From my experience, high blood sugars can make you feel emotional, irritable and frustrated. You despair about consultant appointments and the dreaded HBA1c number (your average blood glucose (sugar) levels for the last two to three months), worrying that you will be shouted at for, even though you’ve been trying your best, and there is often nowhere to turn. You worry about lows and have to make sure that you are always organised and have that all important hypo treatment with you. You fear the future and what will happen to your body and get frightened after seeing horror stories online.

Without the right emotional support, diabetes can get harder and feel all-encompassing. Until recently, diabetes has felt like a lonely place for me, especially in the last few years. People will always try and understand but it’s difficult when it’s not their norm. I’m blessed with friends who will always ask and go out of their way to understand, but it’s often about you and you alone.

In October 2018, I was fortunate enough to get the FreeStyle Libre Glucose Monitoring System and it has gone some way in helping to revolutionise my diabetes and my outlook. It means that I scan the sensor on my arm and it will tell me my blood glucose level and what direction my levels are travelling. There are still some finger pricks, but the frequency of them has dramatically reduced. I feel like I am getting onto an even keel and my HBA1c is improving all the time. I’ve connected with some others living with Type One and it’s great to able to just have a moan sometimes and share the days when the little black line on your reader brings only good news. Sadly, I know that everyone is not as fortunate, and I am determined to see that change.
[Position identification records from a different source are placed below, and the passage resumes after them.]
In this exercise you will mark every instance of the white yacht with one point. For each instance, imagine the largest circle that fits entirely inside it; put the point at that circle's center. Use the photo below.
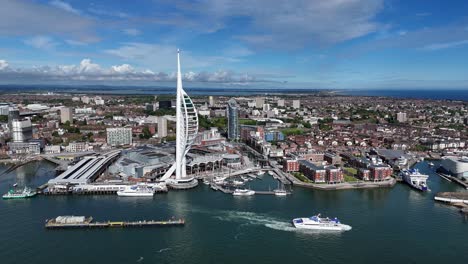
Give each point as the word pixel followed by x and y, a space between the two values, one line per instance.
pixel 318 223
pixel 415 179
pixel 139 190
pixel 243 192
Through the ‘It’s Missing’ campaign, Diabetes UK is calling on health services in the UK to create national standards for diabetes emotional and mental health support, including everyone being asked how they are feeling as part of every diabetes appointment and a mental health professional with knowledge of diabetes being part of every diabetes care team. Diabetes can be tough and relentless but there are things that can be done to help reduce the burden. It is imperative that such things are in put in place so no one with diabetes is left feeling down hearted, isolated or alone.

Let’s start a conversation. Let’s begin to understand. And please, let’s not stare at people if they are taking their insulin in public because believe me, sometimes they are feeling awkward enough. (Also, yes, the person with Type One can have the chocolate bar).